Whenever a team at Riskified launches a new service, developers instrument it with New Relic so they have a holistic view of the application, including the proper AWS CloudFormation and container usage to get the optimal performance for the platform. This approach has paid off in many instances, including a particularly impactful event when Haim Ashkenazi, Riskified’s head of DevOps, got an alert on a low Apdex score for a server cluster. Calls to the service had increased from around 10 million per day to more than 1 billion in a couple of hours, and performance had plummeted.
The sudden 100x increase taxed Riskified’s normal autoscaling policies and impacted many parts of the system. Using New Relic APM and customized New Relic Insights dashboards, Riskified was able to retune its scaling policies and database metrics and restore performance within roughly 20 minutes.
Without New Relic, the process would have involved a substantial amount of trial and error to reach an adequate level of servers—and at a significant cost. Instead, Ashkenazi was able to adjust the scaling policy to handle the increased volume, buying time—and saving the company an unnecessary expense—while he figured out what happened. “It took less than 20 minutes to stabilize and resolve the problem,” recalls Ashkenazi, “And I could analyze exactly what part of the application was impacted.” In the end, it turned out that one of Riskified’s biggest customers had released an incorrectly configured version of its mobile app, resulting in overuse of the API.
Transaction response times reduced by 75%
As Riskified continues to scale, Feldman’s ongoing quest is to reduce transaction time—the amount of time it takes to send merchants that yes-or-no decision. He says, “It’s no longer just a question of monitoring software performance, it’s also making sure that we’re quickly providing decisions on transactions and meeting our customers’ SLAs. New Relic helps us get there.”
New Relic’s APM dashboards pointed Riskified in the right direction, and their engineers then added additional method-level instrumentation into the areas in the application code that were taking too much time to execute.

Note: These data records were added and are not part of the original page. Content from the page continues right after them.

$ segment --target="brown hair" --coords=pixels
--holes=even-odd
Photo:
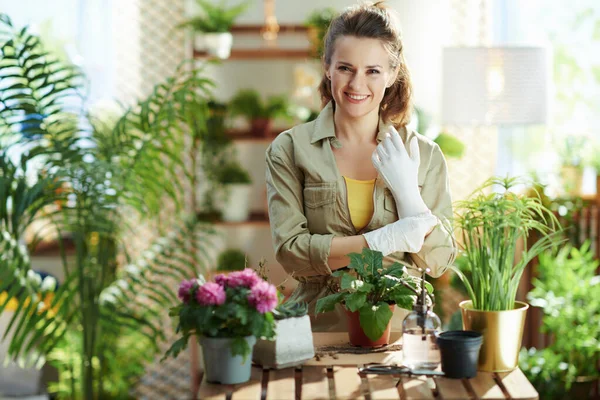
[[[367,2],[347,8],[329,25],[324,39],[322,62],[324,68],[331,65],[335,41],[340,36],[381,40],[390,56],[390,68],[398,69],[398,76],[396,81],[385,90],[379,113],[384,121],[392,122],[399,127],[410,121],[412,85],[402,53],[401,34],[395,24],[393,15],[383,1],[374,4]],[[319,92],[323,105],[334,101],[331,94],[331,82],[325,74],[321,79]]]

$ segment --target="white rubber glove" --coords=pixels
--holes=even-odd
[[[419,193],[419,143],[413,137],[407,153],[400,134],[394,127],[373,152],[373,165],[392,191],[400,219],[423,214],[429,209]]]
[[[399,219],[382,228],[363,233],[371,250],[377,250],[384,256],[403,251],[418,253],[423,247],[425,235],[438,223],[431,211]]]

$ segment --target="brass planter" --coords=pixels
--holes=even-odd
[[[519,362],[529,304],[516,301],[515,309],[507,311],[474,310],[472,304],[471,300],[466,300],[459,307],[463,329],[483,334],[478,369],[486,372],[512,371]]]

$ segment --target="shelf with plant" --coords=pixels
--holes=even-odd
[[[433,286],[410,275],[407,266],[398,262],[384,268],[381,252],[364,248],[361,254],[348,257],[350,271],[333,273],[340,278],[339,291],[317,300],[315,313],[330,312],[342,304],[349,316],[349,332],[360,331],[368,339],[351,333],[351,343],[366,347],[388,344],[394,307],[412,309],[421,285],[428,294]]]
[[[228,6],[224,1],[214,4],[209,0],[196,0],[201,14],[179,25],[188,28],[196,36],[196,49],[205,49],[206,53],[221,59],[229,58],[233,36],[231,28],[235,20],[246,11],[249,1]]]
[[[273,121],[293,120],[291,105],[284,95],[268,96],[263,99],[258,90],[243,89],[229,101],[229,113],[232,118],[242,117],[255,136],[272,137]]]

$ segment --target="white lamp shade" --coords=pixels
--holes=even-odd
[[[544,48],[445,48],[442,82],[446,124],[546,122],[548,58]]]

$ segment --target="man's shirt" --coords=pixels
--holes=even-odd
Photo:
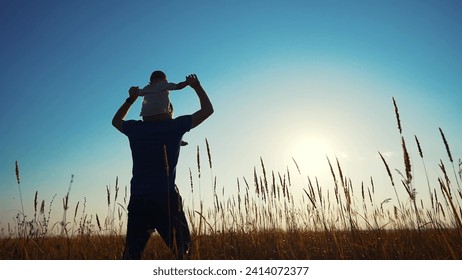
[[[133,169],[131,196],[166,193],[175,189],[181,139],[191,129],[192,116],[159,122],[124,121]]]

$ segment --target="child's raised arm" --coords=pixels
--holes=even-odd
[[[188,81],[184,81],[181,83],[176,84],[175,89],[184,89],[185,87],[189,86]]]

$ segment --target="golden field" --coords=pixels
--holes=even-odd
[[[462,259],[462,163],[455,162],[444,132],[441,143],[447,152],[438,164],[440,177],[429,182],[424,151],[414,136],[427,177],[426,186],[416,186],[408,143],[402,133],[398,107],[393,99],[400,133],[404,171],[393,176],[392,168],[379,153],[384,172],[395,196],[376,201],[373,178],[353,187],[344,175],[338,159],[327,158],[333,192],[326,192],[317,178],[307,176],[301,195],[295,194],[294,176],[302,176],[297,162],[295,171],[269,171],[263,159],[254,168],[252,180],[237,179],[231,197],[217,190],[212,175],[208,189],[213,190],[213,206],[192,201],[185,206],[193,238],[191,259],[315,259],[315,260],[440,260]],[[210,170],[212,156],[206,140]],[[197,147],[197,168],[201,158]],[[204,165],[204,164],[203,164]],[[203,169],[203,167],[202,167]],[[212,173],[213,174],[213,173]],[[18,190],[21,195],[19,165],[16,163]],[[190,171],[191,197],[198,191]],[[0,259],[33,260],[114,260],[124,248],[127,189],[121,191],[116,179],[114,189],[107,188],[107,217],[86,213],[83,201],[70,209],[67,195],[62,198],[62,219],[51,224],[51,206],[38,192],[33,215],[24,214],[23,201],[14,224],[2,228]],[[199,191],[201,186],[199,185]],[[428,203],[417,197],[428,194]],[[406,195],[399,195],[403,190]],[[122,194],[123,193],[123,194]],[[428,205],[428,206],[427,206]],[[145,259],[172,259],[173,255],[157,234],[153,234]]]

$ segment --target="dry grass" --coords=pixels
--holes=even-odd
[[[430,184],[423,149],[414,136],[425,170],[431,206],[417,196],[411,159],[406,146],[398,106],[393,98],[395,115],[403,151],[404,174],[396,169],[401,180],[393,177],[392,168],[379,152],[390,178],[396,200],[378,201],[373,178],[354,186],[345,176],[339,159],[327,163],[333,185],[321,186],[318,178],[303,177],[295,159],[295,176],[287,168],[283,172],[254,167],[253,185],[246,178],[237,178],[235,192],[225,196],[217,190],[212,156],[206,139],[210,182],[213,190],[210,208],[204,207],[201,185],[200,149],[197,147],[197,177],[189,170],[192,205],[186,206],[193,237],[192,259],[461,259],[462,258],[462,163],[456,172],[448,141],[440,130],[453,174],[440,161],[441,175],[437,185]],[[335,163],[335,164],[333,164]],[[202,172],[202,173],[201,173]],[[18,189],[19,166],[16,163]],[[197,180],[197,182],[195,181]],[[63,218],[50,225],[47,203],[34,198],[34,215],[24,210],[16,216],[16,224],[2,229],[0,259],[119,259],[123,251],[126,224],[127,189],[123,201],[116,179],[113,193],[107,187],[108,213],[104,220],[86,213],[85,204],[77,203],[72,220],[68,220],[69,193],[63,198]],[[457,186],[457,188],[455,188]],[[196,188],[199,188],[198,191]],[[400,197],[397,188],[405,196]],[[333,190],[333,192],[331,192]],[[199,196],[199,203],[194,201]],[[197,199],[197,196],[196,196]],[[420,200],[419,200],[420,199]],[[48,209],[54,197],[48,204]],[[396,203],[394,203],[396,201]],[[21,199],[22,203],[22,199]],[[196,203],[196,204],[195,204]],[[394,203],[394,204],[393,204]],[[186,203],[187,205],[189,203]],[[40,207],[38,207],[40,205]],[[79,206],[80,205],[80,206]],[[23,209],[23,208],[22,208]],[[144,258],[172,259],[173,255],[157,234],[149,241]]]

“Moving from 1-second decisions to 200-millisecond decisions is very difficult, since it’s all in the very low level of the code structure and efficiency,” says Feldman. “New Relic’s base capabilities were extremely helpful, and we were able to quickly and easily make custom additions to those capabilities to meet our demanding standards.” Feldman and his team created a variety of dashboards with New Relic Insights to monitor very specific elements of their operation that were critical to their success.
Using these dashboards, Riskified’s teams were able to combine the analytics of Insights and APM to drill down to the class and method level or the message level, systematically identifying areas that could be improved and fixing them. As a result, over the course of four months Riskified was able to slash its average transaction response time by 75%—from 800 milliseconds to 200 milliseconds or less.
Monitoring and scaling on Black Friday
For Black Friday (the most important shopping day of the year) and throughout the entire holiday shopping season, Ashkenazi notes, “You don’t take chances. You go as large as you can.”
To ensure its platform was ready to meet the expected uptick in request volume, Riskified used New Relic Infrastructure to perform stress tests, challenging its system to find the largest load the machines could handle without failing. Analyzing the data from New Relic, Ashkenazi and team determined that the cluster’s latency was not the best parameter for creating the policy for the autoscaling group. “New Relic helped us identify the right network for this type of server and create an effective scaling policy using the amount of network bytes transmitted per minute instead,” explains Ashkenazi.
The team monitored the platform for the entirety of Black Friday, and all systems performed superbly under the new policy. Ashkenazi can now sleep soundly. “I don't wake up at night. We have it handled. If we design the system correctly with scaling groups and policies, taking messages and responding accordingly, most events handle automatically,” he says. Significantly, the new policy has resulted in cost savings, as it enables Riskified to define its infrastructure and manage its spend with AWS effectively.
Continually advancing a DevOps culture
At Riskified, DevOps isn’t just the name of a team. “We’re trying to adopt DevOps as a culture,” Feldman says. “Everybody is responsible for the reliability of the system and performance.”
Feldman continues, “New Relic provides us not just efficiency but also ownership. Because every team can manage much of the infrastructure requirements themselves, they’re constantly thinking about improvements and can ensure that nothing falls through the cracks.”